Participants included international cable company Liberty Global, Kuwait-based telecommunications operator Zain, and such existing shareholders as U.K. media company Sky.
Launched in May 2015, iflix runs an on-demand streaming service similar to Netflix but with content and payment options tailored for emerging markets, many of which have strict censorship rules and low credit card penetration compared with developed countries. It partners with local telecom operators to bundle subscription fees with their mobile data plans, for example.

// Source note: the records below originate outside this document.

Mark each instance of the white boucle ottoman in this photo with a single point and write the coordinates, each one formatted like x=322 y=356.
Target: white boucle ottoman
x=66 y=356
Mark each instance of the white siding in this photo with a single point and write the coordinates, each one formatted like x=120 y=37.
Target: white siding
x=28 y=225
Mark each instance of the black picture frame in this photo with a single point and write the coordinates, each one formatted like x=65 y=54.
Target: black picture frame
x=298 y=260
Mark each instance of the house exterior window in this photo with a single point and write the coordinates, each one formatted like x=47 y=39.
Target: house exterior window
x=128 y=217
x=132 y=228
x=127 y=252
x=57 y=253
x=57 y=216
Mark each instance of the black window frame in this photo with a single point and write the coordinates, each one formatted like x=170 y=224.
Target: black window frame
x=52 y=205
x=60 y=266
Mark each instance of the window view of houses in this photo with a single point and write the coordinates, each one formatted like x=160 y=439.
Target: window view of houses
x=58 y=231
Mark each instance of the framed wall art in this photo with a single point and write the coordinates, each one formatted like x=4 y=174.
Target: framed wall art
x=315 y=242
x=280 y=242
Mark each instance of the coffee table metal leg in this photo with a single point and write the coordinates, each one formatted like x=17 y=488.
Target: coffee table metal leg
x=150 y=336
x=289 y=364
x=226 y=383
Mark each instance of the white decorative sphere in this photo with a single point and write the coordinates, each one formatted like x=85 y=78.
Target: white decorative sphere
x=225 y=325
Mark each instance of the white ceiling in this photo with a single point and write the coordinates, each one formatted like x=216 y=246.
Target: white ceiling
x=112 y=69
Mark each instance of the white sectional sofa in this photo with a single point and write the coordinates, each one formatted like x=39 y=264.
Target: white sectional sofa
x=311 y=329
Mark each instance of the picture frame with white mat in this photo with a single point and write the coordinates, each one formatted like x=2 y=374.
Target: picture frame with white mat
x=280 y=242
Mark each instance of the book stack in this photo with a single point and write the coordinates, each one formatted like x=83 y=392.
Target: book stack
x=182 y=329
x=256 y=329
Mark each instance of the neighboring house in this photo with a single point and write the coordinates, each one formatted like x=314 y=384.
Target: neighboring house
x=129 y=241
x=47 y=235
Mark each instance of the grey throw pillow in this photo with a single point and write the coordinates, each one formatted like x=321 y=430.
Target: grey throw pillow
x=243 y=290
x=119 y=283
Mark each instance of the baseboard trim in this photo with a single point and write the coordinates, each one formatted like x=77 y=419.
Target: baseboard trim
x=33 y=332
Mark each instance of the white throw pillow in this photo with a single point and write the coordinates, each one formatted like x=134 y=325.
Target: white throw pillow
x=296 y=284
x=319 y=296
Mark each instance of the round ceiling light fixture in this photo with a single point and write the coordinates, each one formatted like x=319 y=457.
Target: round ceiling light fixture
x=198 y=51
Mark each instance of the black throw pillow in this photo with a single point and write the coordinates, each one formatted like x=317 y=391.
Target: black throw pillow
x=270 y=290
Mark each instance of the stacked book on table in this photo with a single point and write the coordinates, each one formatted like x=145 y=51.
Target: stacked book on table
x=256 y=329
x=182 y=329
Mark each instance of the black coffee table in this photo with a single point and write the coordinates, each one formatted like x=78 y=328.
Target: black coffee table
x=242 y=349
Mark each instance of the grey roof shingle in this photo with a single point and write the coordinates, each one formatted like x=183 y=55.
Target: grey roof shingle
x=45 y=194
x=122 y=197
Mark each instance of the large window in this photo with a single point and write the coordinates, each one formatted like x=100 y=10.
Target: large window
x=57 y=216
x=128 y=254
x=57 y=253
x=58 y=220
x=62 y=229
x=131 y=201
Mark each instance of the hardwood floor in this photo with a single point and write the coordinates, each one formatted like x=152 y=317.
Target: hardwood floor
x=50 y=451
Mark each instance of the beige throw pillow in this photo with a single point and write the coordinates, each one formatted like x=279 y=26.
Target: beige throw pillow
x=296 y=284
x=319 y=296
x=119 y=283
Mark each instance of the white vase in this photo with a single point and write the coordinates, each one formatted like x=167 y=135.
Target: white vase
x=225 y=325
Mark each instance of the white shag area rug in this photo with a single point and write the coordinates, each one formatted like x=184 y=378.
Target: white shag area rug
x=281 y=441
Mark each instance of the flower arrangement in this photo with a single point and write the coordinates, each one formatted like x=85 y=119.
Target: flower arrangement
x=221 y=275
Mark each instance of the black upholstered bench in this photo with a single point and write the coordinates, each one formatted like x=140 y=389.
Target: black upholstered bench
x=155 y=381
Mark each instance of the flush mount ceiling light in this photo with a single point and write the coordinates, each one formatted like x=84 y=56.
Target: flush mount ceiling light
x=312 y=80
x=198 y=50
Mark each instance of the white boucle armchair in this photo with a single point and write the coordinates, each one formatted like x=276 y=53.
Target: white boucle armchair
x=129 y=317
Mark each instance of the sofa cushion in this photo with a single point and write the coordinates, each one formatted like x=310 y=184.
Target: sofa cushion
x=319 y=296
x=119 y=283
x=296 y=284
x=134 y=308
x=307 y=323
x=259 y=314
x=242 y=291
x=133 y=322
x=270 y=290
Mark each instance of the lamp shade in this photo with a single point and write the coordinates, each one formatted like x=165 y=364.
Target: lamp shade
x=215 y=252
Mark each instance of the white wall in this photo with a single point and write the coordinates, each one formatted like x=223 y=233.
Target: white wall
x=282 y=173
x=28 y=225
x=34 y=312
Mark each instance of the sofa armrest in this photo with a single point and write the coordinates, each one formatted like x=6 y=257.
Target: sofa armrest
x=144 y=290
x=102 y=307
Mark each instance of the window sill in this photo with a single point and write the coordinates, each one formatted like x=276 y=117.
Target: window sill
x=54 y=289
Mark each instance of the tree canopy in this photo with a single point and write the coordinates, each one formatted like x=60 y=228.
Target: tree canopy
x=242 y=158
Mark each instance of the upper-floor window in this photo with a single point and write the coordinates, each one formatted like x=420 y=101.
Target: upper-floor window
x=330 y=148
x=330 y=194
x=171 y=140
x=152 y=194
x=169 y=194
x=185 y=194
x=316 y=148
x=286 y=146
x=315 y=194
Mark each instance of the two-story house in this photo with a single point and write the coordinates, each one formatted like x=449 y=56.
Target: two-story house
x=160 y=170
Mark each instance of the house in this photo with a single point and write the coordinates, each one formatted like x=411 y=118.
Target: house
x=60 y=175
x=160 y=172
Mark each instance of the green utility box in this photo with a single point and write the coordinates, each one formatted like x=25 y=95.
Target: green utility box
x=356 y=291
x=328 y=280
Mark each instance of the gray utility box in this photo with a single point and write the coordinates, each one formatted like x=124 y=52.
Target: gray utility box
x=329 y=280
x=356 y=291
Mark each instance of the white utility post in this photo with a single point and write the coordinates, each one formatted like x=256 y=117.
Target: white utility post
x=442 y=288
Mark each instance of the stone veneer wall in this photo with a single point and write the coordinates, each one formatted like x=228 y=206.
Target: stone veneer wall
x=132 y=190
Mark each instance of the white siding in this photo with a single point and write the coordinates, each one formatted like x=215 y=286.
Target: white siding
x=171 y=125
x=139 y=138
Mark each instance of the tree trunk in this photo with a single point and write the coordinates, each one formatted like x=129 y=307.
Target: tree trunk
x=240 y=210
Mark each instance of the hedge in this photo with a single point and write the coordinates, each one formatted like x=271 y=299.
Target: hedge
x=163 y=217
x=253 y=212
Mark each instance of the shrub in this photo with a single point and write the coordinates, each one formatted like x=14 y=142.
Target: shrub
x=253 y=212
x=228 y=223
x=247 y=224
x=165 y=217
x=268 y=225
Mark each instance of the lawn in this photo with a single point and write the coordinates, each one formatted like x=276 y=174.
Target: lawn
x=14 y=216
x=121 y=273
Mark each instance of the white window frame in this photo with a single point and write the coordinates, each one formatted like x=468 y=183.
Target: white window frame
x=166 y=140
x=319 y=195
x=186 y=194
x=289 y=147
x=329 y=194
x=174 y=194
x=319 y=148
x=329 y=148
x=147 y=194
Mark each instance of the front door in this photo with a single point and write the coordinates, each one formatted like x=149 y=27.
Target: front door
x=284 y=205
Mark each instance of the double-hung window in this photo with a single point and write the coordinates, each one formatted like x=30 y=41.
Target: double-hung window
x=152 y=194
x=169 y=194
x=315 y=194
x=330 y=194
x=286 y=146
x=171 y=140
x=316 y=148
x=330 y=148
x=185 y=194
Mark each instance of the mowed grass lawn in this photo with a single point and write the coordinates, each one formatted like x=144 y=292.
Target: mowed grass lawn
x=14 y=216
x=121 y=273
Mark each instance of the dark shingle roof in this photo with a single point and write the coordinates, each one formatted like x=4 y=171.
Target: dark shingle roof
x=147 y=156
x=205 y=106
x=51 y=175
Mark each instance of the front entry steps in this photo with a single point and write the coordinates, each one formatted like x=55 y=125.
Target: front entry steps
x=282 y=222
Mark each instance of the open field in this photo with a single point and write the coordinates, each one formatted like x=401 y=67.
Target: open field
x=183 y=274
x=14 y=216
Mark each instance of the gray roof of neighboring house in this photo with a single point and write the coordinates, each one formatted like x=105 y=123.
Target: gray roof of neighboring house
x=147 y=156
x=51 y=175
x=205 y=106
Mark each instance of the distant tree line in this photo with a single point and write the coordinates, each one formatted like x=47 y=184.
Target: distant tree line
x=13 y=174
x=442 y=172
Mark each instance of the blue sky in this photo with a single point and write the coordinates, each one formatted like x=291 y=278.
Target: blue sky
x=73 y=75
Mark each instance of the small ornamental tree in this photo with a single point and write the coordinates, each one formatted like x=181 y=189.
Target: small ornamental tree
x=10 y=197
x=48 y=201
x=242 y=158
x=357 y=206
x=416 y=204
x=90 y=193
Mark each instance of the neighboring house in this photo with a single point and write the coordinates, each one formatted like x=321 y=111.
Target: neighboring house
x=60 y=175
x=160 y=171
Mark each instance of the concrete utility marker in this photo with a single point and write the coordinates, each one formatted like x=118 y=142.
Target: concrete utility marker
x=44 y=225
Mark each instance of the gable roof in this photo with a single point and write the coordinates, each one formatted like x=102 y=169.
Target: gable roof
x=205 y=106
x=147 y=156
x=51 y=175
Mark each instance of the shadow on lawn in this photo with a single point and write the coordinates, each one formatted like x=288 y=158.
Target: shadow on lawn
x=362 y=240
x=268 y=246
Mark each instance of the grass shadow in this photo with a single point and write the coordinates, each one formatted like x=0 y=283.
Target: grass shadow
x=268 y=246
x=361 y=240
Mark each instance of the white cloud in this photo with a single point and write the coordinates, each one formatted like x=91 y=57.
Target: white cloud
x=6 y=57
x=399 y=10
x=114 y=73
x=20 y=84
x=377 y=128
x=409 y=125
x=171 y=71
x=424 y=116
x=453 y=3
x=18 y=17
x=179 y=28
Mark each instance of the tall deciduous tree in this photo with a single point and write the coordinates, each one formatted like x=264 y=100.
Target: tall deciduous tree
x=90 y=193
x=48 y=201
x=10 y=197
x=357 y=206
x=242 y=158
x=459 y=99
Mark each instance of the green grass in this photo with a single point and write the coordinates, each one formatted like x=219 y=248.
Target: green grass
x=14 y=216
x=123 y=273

The fresh funding will be deployed to expand the service, now available in nine Southeast Asian countries and Pakistan, into the Middle East and Africa. The company aims to tap the “more than 2.5 billion people with smartphones in emerging markets who have a passion for cultural influences from around the globe and want access to the best entertainment content available easily and reliably,” co-founder and CEO Mark Britt said in a news release. The company does not disclose its subscriber count.
The rapid growth of smartphone penetration has led to a flood of foreign and local online content providers entering such emerging markets as Southeast Asia. Netflix rolled out services to more than new 130 countries last year, and the Spotify music-streaming service has been entering such Asian countries as Indonesia.
At the same time, a lack of internet infrastructure and lower income levels are a challenge for subscription-based services in many emerging markets. In Indonesia, iflix’s monthly subscription fee is less than half of Netflix’s.